The key assumption of the pro-Japan strategy is the belief that America will maintain its post-WWII role in Asia: upholding norms (supposedly universal codes of behaviour), and defending allies. But America's timidity seems to have increased along with China's aggressiveness. Unlike Cold War tensions with the Soviet Union, Washington must manage Chinese misbehaviour while protecting its own interest in maintaining the bilateral relationship with Beijing. Given Donald Trump's recent successes, there is no guarantee that the next US President will be inclined to support Washington's allies. Even if Hillary Clinton wins in November, there will be powerful structural incentives for the next US President to avoid actions that pose risk to the US-China relationship.

While some claim a pro-Japan strategy contains only strategic benefits, we shouldn't dismiss the obvious risks. Turnbull would be wise to disregard any advice to quickly intensify Australia-Japan defence ties as some sort of consolation prize for Tokyo's hopes being sunk in the submarine contest. Despite the impatience of some analysts, there is no need to rush this important decision. If Chinese aggression continues, and if American reliability improves, then an Australia-Japan alignment or alliance can be reconsidered in the future.

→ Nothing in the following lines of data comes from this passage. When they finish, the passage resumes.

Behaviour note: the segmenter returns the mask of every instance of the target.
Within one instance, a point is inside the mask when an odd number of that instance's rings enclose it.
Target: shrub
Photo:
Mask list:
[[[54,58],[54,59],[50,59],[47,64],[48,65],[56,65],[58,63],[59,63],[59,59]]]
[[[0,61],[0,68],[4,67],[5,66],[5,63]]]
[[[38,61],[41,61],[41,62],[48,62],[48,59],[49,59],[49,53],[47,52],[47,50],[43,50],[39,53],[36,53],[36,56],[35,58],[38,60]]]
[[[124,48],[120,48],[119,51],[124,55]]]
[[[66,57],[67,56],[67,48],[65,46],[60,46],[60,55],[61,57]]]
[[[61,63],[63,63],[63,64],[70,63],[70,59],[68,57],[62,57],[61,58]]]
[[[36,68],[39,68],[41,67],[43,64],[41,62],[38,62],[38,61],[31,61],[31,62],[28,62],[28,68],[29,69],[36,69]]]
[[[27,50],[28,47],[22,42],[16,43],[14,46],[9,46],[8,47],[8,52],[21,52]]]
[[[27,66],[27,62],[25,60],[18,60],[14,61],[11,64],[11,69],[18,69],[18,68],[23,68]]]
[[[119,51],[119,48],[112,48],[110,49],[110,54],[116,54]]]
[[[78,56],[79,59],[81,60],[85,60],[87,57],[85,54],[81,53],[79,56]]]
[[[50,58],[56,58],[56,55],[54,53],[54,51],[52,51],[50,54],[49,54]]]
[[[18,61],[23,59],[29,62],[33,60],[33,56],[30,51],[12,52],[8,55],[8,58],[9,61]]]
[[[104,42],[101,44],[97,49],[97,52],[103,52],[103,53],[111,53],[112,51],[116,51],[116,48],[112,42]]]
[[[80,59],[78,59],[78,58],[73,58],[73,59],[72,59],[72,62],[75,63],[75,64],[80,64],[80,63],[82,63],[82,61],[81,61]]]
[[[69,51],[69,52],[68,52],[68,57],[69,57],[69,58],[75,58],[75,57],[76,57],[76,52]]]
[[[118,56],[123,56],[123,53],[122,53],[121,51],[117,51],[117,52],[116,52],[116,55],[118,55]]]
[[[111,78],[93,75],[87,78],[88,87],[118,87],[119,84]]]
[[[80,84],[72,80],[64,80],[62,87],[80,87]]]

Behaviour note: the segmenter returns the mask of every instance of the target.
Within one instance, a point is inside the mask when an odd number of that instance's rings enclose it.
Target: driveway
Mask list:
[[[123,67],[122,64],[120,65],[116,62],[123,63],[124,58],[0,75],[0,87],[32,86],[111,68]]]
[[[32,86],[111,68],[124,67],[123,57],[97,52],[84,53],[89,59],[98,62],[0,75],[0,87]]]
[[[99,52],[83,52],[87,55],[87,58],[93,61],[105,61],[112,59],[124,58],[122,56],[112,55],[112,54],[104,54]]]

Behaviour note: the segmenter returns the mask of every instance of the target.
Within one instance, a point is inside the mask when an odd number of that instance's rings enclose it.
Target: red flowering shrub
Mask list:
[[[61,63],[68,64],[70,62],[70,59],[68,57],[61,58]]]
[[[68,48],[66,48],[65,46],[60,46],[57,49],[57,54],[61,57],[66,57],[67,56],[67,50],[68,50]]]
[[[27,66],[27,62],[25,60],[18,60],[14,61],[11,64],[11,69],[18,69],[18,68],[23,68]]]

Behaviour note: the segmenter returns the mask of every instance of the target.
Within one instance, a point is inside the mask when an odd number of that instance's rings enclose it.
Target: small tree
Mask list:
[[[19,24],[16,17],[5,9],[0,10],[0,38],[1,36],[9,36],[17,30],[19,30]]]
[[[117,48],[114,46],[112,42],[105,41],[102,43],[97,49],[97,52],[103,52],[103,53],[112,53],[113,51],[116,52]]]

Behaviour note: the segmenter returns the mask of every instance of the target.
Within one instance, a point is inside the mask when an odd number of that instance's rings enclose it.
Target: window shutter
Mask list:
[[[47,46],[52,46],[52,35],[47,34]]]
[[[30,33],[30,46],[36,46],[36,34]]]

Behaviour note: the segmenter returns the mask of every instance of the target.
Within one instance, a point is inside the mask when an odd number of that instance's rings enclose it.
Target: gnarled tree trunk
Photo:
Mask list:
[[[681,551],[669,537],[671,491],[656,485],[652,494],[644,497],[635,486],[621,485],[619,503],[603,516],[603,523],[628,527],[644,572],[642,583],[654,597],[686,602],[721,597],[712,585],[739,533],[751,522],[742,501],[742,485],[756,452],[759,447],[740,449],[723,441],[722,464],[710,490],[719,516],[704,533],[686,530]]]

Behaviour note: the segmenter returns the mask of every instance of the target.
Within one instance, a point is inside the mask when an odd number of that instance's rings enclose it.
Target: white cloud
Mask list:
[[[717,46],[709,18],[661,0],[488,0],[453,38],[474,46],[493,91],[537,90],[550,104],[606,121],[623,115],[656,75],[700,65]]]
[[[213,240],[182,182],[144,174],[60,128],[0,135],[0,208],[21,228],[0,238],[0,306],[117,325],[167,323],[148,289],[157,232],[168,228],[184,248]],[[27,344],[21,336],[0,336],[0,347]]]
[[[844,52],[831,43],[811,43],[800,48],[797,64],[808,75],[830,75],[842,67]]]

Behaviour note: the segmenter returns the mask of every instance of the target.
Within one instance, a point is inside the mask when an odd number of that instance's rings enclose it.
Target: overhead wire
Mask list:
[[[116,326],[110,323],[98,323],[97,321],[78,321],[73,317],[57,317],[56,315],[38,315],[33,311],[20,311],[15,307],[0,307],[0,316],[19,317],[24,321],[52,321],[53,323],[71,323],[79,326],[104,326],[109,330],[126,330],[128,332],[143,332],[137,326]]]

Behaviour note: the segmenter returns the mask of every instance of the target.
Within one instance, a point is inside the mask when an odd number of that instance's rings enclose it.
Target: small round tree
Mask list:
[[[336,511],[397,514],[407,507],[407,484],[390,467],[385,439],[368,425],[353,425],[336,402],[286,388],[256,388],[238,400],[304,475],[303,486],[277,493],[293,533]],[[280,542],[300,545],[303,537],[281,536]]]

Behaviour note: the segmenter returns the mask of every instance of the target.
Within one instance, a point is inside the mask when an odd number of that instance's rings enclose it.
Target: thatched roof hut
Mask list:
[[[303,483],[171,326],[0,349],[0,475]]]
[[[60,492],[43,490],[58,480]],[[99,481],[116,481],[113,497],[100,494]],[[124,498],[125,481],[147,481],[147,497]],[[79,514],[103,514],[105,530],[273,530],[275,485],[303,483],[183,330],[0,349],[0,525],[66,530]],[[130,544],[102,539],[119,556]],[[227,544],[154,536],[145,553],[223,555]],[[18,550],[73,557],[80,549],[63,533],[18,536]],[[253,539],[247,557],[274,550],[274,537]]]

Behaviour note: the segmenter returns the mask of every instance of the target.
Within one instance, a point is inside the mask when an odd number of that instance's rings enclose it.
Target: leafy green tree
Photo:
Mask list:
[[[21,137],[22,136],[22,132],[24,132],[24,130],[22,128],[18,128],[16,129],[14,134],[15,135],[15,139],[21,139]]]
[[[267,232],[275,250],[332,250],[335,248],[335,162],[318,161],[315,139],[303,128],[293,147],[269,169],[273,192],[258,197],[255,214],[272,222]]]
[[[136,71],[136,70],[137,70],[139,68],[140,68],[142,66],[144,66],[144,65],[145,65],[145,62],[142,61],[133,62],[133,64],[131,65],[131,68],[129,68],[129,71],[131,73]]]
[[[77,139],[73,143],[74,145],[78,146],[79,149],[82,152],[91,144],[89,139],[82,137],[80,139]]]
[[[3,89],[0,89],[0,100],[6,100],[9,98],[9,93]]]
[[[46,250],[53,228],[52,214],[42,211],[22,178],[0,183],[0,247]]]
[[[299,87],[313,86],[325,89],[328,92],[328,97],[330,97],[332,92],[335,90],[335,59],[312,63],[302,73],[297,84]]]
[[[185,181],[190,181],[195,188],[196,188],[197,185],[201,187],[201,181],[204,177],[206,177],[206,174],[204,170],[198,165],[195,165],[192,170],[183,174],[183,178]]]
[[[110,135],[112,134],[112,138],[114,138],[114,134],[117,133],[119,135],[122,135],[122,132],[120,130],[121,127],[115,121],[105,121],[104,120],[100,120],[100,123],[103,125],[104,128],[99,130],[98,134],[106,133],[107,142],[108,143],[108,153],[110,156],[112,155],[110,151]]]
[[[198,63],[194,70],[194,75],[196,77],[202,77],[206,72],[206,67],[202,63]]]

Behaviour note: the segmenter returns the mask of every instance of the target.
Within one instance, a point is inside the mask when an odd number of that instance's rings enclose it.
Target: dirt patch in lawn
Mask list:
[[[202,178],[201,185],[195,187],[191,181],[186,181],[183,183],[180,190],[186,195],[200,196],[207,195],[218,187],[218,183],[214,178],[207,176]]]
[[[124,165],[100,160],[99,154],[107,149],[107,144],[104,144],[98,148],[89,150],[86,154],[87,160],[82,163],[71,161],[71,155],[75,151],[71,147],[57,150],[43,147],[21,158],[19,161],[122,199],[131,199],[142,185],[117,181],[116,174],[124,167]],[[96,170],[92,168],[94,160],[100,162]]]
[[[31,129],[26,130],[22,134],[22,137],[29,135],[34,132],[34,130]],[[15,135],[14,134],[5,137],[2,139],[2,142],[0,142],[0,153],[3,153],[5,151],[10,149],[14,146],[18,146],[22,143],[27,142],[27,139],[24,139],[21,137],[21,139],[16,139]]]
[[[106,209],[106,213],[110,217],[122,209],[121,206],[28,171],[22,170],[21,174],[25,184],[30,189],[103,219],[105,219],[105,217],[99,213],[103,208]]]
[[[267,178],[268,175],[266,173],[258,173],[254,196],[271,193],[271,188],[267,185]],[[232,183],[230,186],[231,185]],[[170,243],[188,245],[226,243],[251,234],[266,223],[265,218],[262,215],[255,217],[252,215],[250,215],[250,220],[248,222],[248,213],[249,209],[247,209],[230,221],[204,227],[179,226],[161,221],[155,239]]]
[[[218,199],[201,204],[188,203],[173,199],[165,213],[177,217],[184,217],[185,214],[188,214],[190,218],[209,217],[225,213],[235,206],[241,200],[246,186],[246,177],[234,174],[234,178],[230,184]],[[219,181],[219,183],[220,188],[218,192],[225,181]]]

We must be realistic about the challenges posed by China's behaviour, particularly in the South China Sea. We should forthrightly tell Beijing that continued aggression could, eventually, result in the formation of anti-China alliance. But we should not be eager to reach this outcome. For now, closer defence ties between Japan and Australia are likely to worsen, not improve, security in Asia.

Iain Henry is a PhD candidate at the Strategic and Defence Studies Centre in the Australian National University's Coral Bell School of Asia Pacific Affairs. He researches US alliances in Asia.